Use of the acesops module is the default behaviour of the pipeline, and the user does not need to load it prior to running the pipeline. To use your own copy of the subversion tree, you need to set USE_ACES_OPS=false. A particular version of the acesops module can be chosen via the ACESOPS_VERSION config parameter.

Slurm control

These parameters affect how the slurm jobs are set up and where the output data products go. To run the jobs, you need to set SUBMIT_JOBS=true. Each job has a time request associated with it - see the Slurm time requests section below for details.

Variable

Default

Description

SUBMIT_JOBS

false

The ultimate switch controlling whether things are run on the galaxy queue or not. If false, the slurm files etc will be created but nothing will run (useful for checking if things are to your liking).

SINGULARITY_VERSION

3.7.4 (galaxy) or 3.11.4-askap (setonix)

Specific version of the singularity module to use. Depends on cluster being used.

ASKAPPY_VERSION

""

Specific version of the askappy module to use.

PYTHON_MODULE_VERSION

""

The version of the python module loaded at the start of slurm jobs. This is only necessary for use with legacy versions of askapsoft (version 1.0.14 or earlier). For later versions, the “askappy” module is used to provide python. When a legacy askapsoft is used, if this is given as blank or as a version that is not available, we fall back to the system default.

NUMPY_MODULE_VERSION

1.13.3

The version of the numpy module loaded at the start of slurm jobs, and in the execution of the pipeline scripts. If given as blank or as a version that is not available, we fall back to the system default. This is only used with legacy versions of askapsoft (1.0.14 or earlier), and only when PYTHON_MODULE_VERSION is provided.

ASKAPSOFT_VERSION

""

The version number of the askapsoft module to use for the processing. If not given, or if the requested version is not valid, the version defined in the ~/.bashrc file is used, or the default version should none be defined by the ~/.bashrc file.

BPTOOL_VERSION

""

The version of the bptool module to use for the processing. Giving "" will result in the default bptool module being used.

ASKAP_MODULE_DIR

/group/askap/modulefiles (galaxy) or /software/projects/askaprt/modulefiles (setonix)
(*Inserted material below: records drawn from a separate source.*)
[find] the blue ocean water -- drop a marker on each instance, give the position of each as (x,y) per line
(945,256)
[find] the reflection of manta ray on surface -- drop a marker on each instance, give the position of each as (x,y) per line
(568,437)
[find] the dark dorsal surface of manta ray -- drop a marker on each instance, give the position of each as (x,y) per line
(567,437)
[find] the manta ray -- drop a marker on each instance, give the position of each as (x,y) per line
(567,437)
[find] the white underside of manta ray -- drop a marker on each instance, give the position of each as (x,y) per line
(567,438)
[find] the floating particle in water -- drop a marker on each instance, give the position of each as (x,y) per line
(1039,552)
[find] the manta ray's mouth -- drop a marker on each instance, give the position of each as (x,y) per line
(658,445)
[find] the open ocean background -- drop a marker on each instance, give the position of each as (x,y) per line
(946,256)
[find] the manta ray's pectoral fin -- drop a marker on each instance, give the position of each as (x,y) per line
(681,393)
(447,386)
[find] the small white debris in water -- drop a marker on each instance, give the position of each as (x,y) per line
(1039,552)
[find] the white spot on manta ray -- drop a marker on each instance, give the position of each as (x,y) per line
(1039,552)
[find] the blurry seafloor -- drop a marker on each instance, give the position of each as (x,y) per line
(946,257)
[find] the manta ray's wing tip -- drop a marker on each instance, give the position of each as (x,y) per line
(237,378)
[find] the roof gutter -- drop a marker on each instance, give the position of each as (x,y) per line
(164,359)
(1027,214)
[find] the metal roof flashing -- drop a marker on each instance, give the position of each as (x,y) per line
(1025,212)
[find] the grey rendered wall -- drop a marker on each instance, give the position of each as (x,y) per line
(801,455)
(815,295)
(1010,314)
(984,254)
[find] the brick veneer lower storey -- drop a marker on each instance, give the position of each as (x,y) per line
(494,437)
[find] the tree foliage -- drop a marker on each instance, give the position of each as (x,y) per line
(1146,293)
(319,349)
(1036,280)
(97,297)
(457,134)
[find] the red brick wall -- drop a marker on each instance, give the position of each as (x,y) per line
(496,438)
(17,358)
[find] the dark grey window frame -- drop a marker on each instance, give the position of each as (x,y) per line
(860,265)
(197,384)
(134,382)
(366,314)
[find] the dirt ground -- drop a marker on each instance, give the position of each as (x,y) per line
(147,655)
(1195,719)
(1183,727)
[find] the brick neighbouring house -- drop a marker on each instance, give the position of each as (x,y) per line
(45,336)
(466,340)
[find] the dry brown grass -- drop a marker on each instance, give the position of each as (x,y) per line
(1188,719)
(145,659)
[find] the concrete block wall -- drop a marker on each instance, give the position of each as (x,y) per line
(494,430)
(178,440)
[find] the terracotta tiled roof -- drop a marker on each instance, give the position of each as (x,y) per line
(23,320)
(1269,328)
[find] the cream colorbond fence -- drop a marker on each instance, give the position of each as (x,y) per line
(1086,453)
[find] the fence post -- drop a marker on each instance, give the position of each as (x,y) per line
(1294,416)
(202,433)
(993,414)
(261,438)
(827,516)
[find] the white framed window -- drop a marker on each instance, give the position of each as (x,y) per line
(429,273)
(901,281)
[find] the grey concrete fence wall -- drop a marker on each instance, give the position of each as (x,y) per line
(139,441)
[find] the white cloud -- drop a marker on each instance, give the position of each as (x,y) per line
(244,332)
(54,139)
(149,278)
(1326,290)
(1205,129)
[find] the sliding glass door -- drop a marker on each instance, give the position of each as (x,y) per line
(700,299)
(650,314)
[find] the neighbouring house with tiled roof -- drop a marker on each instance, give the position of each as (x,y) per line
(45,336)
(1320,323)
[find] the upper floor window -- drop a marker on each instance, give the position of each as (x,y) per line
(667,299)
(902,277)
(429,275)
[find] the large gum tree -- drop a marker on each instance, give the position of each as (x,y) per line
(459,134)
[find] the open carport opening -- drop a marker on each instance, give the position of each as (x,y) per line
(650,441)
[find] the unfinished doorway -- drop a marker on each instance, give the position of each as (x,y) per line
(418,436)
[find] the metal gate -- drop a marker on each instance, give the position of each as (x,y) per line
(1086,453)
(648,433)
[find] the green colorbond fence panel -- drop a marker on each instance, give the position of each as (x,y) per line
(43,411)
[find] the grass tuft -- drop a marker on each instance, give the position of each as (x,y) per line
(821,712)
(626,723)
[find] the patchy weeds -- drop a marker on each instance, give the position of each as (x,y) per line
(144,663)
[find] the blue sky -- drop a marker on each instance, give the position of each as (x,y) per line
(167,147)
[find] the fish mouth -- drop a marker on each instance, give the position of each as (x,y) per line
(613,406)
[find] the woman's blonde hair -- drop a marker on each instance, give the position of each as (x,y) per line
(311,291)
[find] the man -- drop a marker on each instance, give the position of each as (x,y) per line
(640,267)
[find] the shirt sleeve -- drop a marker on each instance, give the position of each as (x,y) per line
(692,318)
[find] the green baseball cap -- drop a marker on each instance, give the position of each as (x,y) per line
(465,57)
The location for the modules loaded by the pipeline and its slurm jobs. Change this to reflect the setup on the system you are running this on, but it should not be changed if running at Pawsey.

QUEUE

work

Slurm partition (“queue”) used for the bulk of the processing jobs. Can be specified via the -q option for processASKAP.sh.

QUEUE_OPS

askaprt

The queue used to run tasks that need to access the /askapbuffer filesystem - operationally important jobs such as pipeline startup, accessing raw data, or setting up CASDA archiving. Leave as is unless you know better.

CONSTRAINT

""

This allows one to provide slurm with additional constraints. While not needed for galaxy, this can be of use in other clusters (particularly those that have a mix of technologies).

ACCOUNT

""

This is the account that the jobs should be charged to. If left blank, then the user’s default account will be used.

RESERVATION

""

If there is a reservation you specify the name of it here. If you don’t have a reservation, leave this alone and it will be submitted as a regular job.

JOB_TIME_DEFAULT

24:00:00

The default time request for the slurm jobs. It is possible to specify a different time for individual jobs - see the list below and on the individual pages describing the jobs. If those parameters are not given, the time requested is the value of JOB_TIME_DEFAULT.

OUTPUT

.

The sub-directory in which to put the images, tables, catalogues, MSs etc. The name should be relative to the directory in which the script was run, with the default being that directory.

EMAIL

""

An email address to which you want slurm notifications sent (this will be passed to the --mail-user option of sbatch). Leaving it blank will mean no notifications are sent.

EMAIL_TYPE

ALL

The types of notifications that are sent (this is passed to the --mail-type option of sbatch, and only if EMAIL is set to something). Options include: BEGIN, END, FAIL, REQUEUE, ALL, TIME_LIMIT, TIME_LIMIT_90, TIME_LIMIT_80, & TIME_LIMIT_50 (taken from the sbatch man page on galaxy).

SLEEP_PERIOD

30

The length (in seconds) of a sleep call that is inserted prior to second and subsequent srun calls within the slurm jobs. This adds extra waiting time before the srun task, with the aim of reducing the likelihood of compute-node errors.

USE_ACES_OPS

true

Whether to use the acesops module to access ACES tools within the pipeline. Setting to false will force the pipeline to look in the $ACES directory defined by your environment. If $ACES is not set, then USE_ACES_OPS will be set back to true.

ACESOPS_VERSION

""

The version of the acesops module used by the pipeline. Leaving blank will make it use the default at the time.

Filesystem control

There are a couple of parameters that affect how files interact with the Lustre filesystem. We set the striping of the directory at the start to a value configurable by the user. This only affects the directories where MSs, images & tables go - parsets, logs, metadata and the rest are given a stripe count of 1.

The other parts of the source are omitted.